As dogs age, their behavior can change because of age-related medical conditions, including neurological changes, which lead to a decrease in both their physical and mental abilities. When your dog begins to urinate your couch, it can indicate a medical or psychological problem, especially in a geriatric dog around 12 years old. Make adjustments to your home and routine to take into account your dog's changing needs and behavior as it ages. Doing so will prevent your dog from urinating on your couch, keeping both of you happy.
Take your elderly dog to a veterinarian to check for an underlying medical condition causing the inappropriate elimination. The main cause of inappropriate elimination is a urinary tract infection, especially common in female dogs, according to Vetinfo. Other medical causes include bladder stones, diabetes, kidney disease, liver disease or Cushing's disease. An elderly 12-year-old dog may also suffer from age-related incontinence or bladder leakage. Treating any medical conditions should eliminate this behavior.

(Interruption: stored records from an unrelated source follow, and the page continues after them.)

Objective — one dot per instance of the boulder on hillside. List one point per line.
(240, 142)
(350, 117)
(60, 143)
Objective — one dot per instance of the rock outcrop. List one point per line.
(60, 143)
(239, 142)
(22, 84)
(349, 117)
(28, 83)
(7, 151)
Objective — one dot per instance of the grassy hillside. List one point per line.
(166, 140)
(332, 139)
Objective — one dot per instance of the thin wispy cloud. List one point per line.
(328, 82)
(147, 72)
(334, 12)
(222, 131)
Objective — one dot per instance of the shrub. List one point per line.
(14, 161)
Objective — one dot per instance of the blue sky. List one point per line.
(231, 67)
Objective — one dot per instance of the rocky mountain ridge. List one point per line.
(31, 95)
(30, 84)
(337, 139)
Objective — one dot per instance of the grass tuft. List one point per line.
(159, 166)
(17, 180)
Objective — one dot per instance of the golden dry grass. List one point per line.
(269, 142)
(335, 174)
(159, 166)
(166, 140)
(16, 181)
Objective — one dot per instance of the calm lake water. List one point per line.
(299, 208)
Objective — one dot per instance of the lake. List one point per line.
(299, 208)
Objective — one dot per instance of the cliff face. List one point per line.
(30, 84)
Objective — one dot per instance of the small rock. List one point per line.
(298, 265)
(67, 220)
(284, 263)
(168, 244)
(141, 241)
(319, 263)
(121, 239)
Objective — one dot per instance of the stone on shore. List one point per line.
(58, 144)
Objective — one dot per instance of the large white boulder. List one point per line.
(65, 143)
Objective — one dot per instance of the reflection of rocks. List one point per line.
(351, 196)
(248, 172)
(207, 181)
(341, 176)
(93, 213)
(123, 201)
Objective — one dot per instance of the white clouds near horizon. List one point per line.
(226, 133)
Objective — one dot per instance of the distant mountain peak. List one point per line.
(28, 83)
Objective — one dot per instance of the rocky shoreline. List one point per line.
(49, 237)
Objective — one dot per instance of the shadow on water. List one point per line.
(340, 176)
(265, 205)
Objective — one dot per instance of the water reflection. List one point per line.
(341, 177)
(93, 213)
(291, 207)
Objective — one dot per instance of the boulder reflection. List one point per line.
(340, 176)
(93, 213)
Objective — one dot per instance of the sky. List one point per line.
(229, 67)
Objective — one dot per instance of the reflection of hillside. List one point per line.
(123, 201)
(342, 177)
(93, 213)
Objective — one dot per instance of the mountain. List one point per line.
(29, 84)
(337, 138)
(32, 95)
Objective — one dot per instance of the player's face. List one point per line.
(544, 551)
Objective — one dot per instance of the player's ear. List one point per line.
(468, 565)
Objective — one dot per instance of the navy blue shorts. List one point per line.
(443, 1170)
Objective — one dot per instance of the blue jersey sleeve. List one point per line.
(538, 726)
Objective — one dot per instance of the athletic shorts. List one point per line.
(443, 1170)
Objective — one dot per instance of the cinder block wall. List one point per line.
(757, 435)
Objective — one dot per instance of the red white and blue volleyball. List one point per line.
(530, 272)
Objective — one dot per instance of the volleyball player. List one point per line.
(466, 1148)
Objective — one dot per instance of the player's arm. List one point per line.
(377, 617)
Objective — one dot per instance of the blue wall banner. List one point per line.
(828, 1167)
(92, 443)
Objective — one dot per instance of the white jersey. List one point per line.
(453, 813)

Clean the urine spots on your couch with a biological odor neutralizer such as an enzyme-based cleaner. Absorb as much of the fresh urine as you can by pressing down on the spot with paper towels. Then wet the spot with water to rinse away the urine; press down again with paper towels to absorb the liquid. For older, dry spots, wet them first with water, then sop up any urine residue remaining. Spray the spots with the cleaner and allow them to dry overnight. If the odor of the urine remains, reapply the cleaner and allow it to air-dry. This prevents your dog from being drawn back to the area to re-mark it.
Cover the couch with double-sided tape, aluminum foil or an upside-down plastic carpet runner to make the surface unpleasant for your dog to urinate on.
Arrange to have a dog-walker come to your home while you're at work to walk your dog. You need to take your dog outside to eliminate at least four times a day, according to the American Society for the Prevention of Cruelty to Animals, and sometimes more frequently for elderly dogs. If your dog can eliminate outside, it won't eliminate in your home. You can also install a dog door with access to a secure, fenced-in yard for your dog to use during the day so it can urinate outside as needed.
Reduce your dog's stress. An elderly dog doesn't handle stress well. If a new person has moved into your home, you've added a new pet or your schedule has changed, your dog may feel stressed. Plug in a dog pheromone diffuser to promote a calm environment and provide positive reinforcement in the form of a treat whenever your dog is in the presence of the new person or pet.
Confine your dog to a small room or crate while you're not home. Provide it with toys, a comfortable bed, soft music and a treat ball (a toy that dispenses the treats inside when rolled) to occupy it when you leave. Many older dogs develop separation anxiety when their owners are away. A comfortable environment with a stimulating activity, such as the treat ball, occupies the dog, reducing its anxiety.